I am a molecular virologist in the lab of Dr. Charles Chiu at UCSF's Department of Laboratory Medicine working on the discovery and diagnosis of novel and emerging tick-borne pathogens and identification of transcriptional signals of dengue virus pathogenesis. I earned my PhD in Infectious Diseases & Immunity at the University of California, Berkeley School of Public Health, where I studied the pathogenesis of dengue and related flaviviruses. I also hold an M.S. in Biohazardous Threat Agents & Emerging Infectious Diseases from Georgetown University and a B.S. in Biology from the College of William & Mary.
My career studying and working in the biological sciences has equipped me with a broad toolkit that includes virology, molecular biology, immunology, and endothelial biology techniques, including both in vitro and in vivo models. I aim to approach infectious disease research with an interdisciplinary mindset, a global focus, and a collaborative spirit, and I believe that solving global health issues requires more than just molecular biology protocols.

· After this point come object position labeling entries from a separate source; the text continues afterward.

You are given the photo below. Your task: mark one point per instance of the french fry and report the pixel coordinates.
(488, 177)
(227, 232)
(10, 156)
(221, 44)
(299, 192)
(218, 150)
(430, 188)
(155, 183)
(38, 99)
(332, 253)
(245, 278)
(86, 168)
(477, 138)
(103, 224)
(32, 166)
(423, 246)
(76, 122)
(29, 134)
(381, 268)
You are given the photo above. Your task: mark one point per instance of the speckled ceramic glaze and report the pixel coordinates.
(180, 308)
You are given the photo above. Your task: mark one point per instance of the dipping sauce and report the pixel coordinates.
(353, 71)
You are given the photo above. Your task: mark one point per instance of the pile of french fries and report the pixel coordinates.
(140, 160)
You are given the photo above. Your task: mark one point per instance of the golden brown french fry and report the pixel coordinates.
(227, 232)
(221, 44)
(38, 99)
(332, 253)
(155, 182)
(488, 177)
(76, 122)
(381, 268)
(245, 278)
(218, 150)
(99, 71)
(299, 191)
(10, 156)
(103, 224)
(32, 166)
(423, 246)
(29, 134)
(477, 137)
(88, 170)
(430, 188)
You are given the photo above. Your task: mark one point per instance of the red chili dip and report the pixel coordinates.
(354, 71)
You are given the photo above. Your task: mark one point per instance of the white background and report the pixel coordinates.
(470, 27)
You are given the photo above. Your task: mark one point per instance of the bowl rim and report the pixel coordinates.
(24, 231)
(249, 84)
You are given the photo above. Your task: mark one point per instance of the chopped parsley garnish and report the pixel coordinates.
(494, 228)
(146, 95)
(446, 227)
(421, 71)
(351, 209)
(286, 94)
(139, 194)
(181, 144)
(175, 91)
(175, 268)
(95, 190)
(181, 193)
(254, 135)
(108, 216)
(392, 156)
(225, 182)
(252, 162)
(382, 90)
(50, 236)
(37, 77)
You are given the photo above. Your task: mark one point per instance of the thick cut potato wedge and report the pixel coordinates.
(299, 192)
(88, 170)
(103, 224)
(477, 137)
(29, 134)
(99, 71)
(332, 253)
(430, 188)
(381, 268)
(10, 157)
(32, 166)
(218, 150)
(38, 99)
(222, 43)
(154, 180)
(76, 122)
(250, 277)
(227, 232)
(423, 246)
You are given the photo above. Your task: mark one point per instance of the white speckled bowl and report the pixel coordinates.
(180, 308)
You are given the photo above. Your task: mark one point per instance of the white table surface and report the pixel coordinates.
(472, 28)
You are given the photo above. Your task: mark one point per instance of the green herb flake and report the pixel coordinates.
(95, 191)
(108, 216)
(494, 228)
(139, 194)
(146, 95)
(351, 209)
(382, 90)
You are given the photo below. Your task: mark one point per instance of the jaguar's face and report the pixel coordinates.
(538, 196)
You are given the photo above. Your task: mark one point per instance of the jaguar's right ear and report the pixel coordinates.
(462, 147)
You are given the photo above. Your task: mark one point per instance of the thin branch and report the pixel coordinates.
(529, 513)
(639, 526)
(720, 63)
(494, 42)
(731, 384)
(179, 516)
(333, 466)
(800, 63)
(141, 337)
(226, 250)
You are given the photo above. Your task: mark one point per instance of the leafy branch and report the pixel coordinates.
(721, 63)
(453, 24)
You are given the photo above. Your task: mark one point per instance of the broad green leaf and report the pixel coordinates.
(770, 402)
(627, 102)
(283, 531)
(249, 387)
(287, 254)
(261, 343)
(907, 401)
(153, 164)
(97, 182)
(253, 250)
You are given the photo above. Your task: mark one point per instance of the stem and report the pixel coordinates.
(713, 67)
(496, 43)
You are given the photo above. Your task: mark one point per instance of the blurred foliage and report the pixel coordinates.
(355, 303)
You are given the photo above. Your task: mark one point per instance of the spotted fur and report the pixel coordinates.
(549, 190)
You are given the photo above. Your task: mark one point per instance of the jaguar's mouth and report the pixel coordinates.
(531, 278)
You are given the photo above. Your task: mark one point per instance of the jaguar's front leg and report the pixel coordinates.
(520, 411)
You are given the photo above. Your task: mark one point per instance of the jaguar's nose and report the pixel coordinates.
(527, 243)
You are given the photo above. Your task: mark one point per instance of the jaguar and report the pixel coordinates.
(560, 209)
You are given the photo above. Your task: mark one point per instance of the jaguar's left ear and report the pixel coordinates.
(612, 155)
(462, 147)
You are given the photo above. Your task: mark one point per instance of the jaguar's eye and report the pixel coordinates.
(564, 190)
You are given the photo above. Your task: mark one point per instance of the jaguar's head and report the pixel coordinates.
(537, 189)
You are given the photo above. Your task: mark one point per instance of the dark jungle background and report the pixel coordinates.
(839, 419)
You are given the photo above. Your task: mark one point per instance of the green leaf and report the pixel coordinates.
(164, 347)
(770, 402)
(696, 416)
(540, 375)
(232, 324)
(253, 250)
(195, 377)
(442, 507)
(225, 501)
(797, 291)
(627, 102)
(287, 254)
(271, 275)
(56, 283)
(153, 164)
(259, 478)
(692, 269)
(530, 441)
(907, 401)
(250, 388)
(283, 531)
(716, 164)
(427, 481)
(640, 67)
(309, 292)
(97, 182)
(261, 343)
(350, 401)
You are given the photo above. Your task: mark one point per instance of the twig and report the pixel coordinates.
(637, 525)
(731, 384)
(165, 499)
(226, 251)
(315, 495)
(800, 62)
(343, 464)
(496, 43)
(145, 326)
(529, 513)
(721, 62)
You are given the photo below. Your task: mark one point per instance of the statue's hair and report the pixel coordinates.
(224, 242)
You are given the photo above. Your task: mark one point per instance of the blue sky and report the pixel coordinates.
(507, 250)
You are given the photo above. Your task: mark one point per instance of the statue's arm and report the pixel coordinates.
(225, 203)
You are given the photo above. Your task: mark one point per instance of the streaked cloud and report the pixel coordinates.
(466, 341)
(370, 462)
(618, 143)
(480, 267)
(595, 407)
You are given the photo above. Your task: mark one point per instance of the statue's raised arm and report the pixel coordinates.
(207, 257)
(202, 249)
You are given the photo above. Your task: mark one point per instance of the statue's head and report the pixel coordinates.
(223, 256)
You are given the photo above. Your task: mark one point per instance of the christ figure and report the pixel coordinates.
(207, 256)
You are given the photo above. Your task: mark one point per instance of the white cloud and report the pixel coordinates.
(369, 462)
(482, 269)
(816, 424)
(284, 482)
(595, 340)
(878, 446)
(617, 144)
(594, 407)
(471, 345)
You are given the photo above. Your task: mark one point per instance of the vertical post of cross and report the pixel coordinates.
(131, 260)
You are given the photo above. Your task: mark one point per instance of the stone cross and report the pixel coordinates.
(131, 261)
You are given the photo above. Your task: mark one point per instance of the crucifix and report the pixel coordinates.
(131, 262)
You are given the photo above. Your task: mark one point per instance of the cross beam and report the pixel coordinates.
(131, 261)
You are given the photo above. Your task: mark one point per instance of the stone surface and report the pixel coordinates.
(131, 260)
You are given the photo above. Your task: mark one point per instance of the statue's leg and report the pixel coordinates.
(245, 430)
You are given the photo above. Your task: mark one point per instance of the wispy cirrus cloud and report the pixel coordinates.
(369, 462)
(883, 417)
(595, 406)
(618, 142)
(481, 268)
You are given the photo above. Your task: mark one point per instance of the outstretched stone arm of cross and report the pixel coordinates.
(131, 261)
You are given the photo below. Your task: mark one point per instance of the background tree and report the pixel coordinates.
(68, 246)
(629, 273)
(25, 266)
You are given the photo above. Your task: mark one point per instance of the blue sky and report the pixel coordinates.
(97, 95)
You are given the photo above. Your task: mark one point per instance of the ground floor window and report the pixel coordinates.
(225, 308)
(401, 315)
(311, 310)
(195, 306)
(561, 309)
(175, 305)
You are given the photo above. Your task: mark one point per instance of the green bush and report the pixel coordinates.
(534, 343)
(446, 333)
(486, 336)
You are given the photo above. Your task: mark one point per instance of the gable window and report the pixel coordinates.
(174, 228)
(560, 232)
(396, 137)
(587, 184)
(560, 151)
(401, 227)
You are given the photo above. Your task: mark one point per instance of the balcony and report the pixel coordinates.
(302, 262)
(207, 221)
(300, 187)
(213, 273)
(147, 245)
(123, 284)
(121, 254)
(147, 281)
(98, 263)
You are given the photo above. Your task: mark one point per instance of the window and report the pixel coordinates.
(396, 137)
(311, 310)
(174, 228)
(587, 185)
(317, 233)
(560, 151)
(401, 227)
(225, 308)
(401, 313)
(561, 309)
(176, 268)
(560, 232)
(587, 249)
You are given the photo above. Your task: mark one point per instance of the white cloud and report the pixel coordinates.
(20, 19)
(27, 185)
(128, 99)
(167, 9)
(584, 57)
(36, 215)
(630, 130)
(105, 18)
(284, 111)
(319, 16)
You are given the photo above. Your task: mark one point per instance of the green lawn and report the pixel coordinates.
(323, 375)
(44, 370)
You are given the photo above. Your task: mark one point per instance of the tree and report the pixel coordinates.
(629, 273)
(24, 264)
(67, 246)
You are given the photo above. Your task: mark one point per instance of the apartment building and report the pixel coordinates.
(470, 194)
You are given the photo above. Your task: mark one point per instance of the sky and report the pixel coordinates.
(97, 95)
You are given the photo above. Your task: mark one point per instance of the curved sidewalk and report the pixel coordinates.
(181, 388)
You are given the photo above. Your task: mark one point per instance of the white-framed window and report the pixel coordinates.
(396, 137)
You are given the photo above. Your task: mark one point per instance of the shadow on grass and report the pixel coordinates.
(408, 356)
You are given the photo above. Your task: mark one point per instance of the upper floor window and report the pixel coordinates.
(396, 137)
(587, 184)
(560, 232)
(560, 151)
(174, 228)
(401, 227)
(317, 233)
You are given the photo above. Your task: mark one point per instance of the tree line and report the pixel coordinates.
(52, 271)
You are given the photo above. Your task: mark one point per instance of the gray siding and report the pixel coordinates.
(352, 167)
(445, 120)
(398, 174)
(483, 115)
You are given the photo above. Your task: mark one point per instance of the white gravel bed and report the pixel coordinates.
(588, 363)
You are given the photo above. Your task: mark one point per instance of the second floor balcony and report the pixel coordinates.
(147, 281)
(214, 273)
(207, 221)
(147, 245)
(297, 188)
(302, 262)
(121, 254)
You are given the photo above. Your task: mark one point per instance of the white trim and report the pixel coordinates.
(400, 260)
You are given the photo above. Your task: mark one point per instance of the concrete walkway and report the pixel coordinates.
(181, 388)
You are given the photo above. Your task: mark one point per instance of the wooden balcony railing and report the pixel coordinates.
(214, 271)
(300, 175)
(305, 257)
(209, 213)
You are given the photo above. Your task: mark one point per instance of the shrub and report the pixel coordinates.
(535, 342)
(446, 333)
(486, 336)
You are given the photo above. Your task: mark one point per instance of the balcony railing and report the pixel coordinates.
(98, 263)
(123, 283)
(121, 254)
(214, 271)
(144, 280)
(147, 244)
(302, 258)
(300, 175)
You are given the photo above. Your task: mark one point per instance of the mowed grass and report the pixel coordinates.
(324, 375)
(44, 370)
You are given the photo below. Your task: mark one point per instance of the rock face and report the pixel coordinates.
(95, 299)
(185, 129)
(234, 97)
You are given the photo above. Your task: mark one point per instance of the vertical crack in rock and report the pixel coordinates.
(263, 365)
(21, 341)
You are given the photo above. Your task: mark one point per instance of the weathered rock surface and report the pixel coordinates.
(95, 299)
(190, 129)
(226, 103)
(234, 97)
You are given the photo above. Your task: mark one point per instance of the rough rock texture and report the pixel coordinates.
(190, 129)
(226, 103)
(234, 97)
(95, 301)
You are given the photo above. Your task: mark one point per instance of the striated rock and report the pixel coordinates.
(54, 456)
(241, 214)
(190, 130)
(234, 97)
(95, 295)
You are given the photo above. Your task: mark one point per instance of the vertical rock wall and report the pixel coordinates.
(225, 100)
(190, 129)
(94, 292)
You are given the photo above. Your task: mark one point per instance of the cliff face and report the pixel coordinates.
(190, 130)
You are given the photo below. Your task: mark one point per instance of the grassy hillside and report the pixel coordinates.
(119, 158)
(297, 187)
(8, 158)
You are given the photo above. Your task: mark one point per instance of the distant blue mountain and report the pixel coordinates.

I am primarily interested in the pathogenesis of viral diseases, specifically those that affect the vascular endothelium. I am also fascinated by the ecology, evolution, and emergence of infectious diseases and One Health approaches to infectious disease science. And I maintain a keen interest in public health preparedness & response, bioterrorism, biodefense, and CBRNe policy, mostly influenced by my experiences at Georgetown University.